Nasional

Kekerasan Seksual di Universitas Tinggi, Ketum Fatayat NU: Hukum Indonesia Masih Lemah!

Rab, 12 Januari 2022 | 14:00 WIB

Kekerasan Seksual di Universitas Tinggi, Ketum Fatayat NU: Hukum Indonesia Masih Lemah!
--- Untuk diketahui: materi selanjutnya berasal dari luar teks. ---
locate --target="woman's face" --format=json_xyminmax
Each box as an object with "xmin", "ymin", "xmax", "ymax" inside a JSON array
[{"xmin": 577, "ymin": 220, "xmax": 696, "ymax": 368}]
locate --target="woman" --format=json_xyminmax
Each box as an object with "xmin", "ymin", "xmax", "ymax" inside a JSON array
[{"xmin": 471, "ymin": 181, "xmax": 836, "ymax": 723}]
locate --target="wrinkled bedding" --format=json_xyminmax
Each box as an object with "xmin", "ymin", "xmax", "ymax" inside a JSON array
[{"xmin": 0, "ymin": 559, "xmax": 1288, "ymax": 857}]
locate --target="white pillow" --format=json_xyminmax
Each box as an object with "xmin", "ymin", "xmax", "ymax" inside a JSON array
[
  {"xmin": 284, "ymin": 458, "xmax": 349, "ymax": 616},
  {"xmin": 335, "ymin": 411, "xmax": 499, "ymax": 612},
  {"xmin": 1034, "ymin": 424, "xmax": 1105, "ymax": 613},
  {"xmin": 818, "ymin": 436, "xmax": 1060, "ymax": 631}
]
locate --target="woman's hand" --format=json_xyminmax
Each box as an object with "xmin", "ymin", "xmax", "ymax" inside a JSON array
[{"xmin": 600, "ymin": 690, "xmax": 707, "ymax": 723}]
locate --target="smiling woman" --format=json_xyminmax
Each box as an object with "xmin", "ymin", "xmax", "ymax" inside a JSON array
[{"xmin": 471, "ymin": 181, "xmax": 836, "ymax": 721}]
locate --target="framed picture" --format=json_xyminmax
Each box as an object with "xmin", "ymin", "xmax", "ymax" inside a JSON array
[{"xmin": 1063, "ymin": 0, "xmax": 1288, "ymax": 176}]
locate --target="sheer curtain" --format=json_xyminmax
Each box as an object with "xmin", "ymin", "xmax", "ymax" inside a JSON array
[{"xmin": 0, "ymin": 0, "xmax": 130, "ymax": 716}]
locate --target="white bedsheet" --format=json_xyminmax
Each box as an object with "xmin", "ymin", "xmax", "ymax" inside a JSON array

Ilustrasi kekerasan seksual.

Jakarta, NU Online
Kekerasan seksual di perguruan tinggi menempati urutan pertama sepanjang tahun 2015-2021. Dari berbagai jenjang pendidikan, kekerasan seksual paling banyak terjadi di perguruan tinggi dengan jumlah 14 kasus, pesantren atau pendidikan berbasis agama 10 kasus, 8 kasus di SMA/SMK, 5 kasus tidak teridentifikasi, dan lainnya.

 

Merespons hal tersebut, Ketua Umum Pimpinan Pusat Nahdlatul Ulama (PP Fatayat NU) Anggia Ermarini menegaskan, hal tersebut menunjukkan bahwa hukum di Indonesia masih lemah dalam melindungi korban. 

 

“Situasi kasus kekerasan terhadap perempuan di Indonesia yang kian darurat diyakini disebabkan oleh sistem hukum yang belum mapan dan lengkap,” katanya kepada NU Online Rabu (12/1/2022).

 

Menurutnya, data kasus di atas menjadi sinyal ada yang salah dari sistem hukum Indonesia. Hukum yang diharapkan jadi solusi persoalan itu faktanya belum cukup mumpuni menghentikan kekerasan seksual, utamanya terhadap perempuan.

 

“Instrumen hukum saat ini dinilai tak cukup untuk mengakomodasi tindak kejahatan terhadap perempuan yang semakin kompleks. Padahal, hampir setiap pekan jatuh korban,” ujarnya.

 

Indonesia membutuhkan instrumen hukum yang mampu mengisi kekosongan hukum sekaligus berpihak pada hak korban, bukan semata-mata menghukum berat pelaku. Dalam hal ini, kata dia,  Rancangan Undang Undang Tindak Pidana Kekerasan Seksual (RUU TPKS) urgen untuk segera disahkan.

 

“RUU TPKS sangat penting dan mendesak disahkan agar mengatasi kekosongan hukum yang ada dan memperbaiki substansi hukum yang belum mencakup kebutuhan dan hak korban," jelas Wakil Ketua Komisi IV DPR RI itu.

 

Sebagai informasi, gagasan untuk membuat RUU TPKS sebenarnya sudah ada sejak 2012. Kemudian, pada 2014 Komnas Perempuan mulai menyusun draf Naskah Akademik dan Rumusan RUU TPKS dengan melibatkan berbagai pemangku kepentingan terkait. 

 

Pada 2016, RUU TPKS masuk ke dalam daftar Program Legislasi Nasional (Prolegnas) Prioritas DPR. Tetapi, hingga 2018 perancangan tersebut masih mangkrak dan belum menemui keputusan final. Hingga pada akhir 2018, Komnas Perempuan yang saat itu sudah berganti struktur kepemimpinan mendesak pengesahan RUU TPKS agar tindak kekerasan seksual yang terus melonjak itu bisa diselesaikan dengan hukum beserta dasarnya yang jelas.

 

Ironisnya, hingga menginjak tahun 2019, RUU TPKS masih harus ditunda. Dijanjikan saat itu bahwa keputusan akan dideklarasikan pada Mei 2019 setelah sebelumnya ditunda pada April 2019 sebagai dampak pelaksanaan pemilu. Memasuki 2020, bahkan hingga akhir 2021, kemarin, RUU TPKS matig terkatung-katung dan tidak kunjung menemukan titik terang.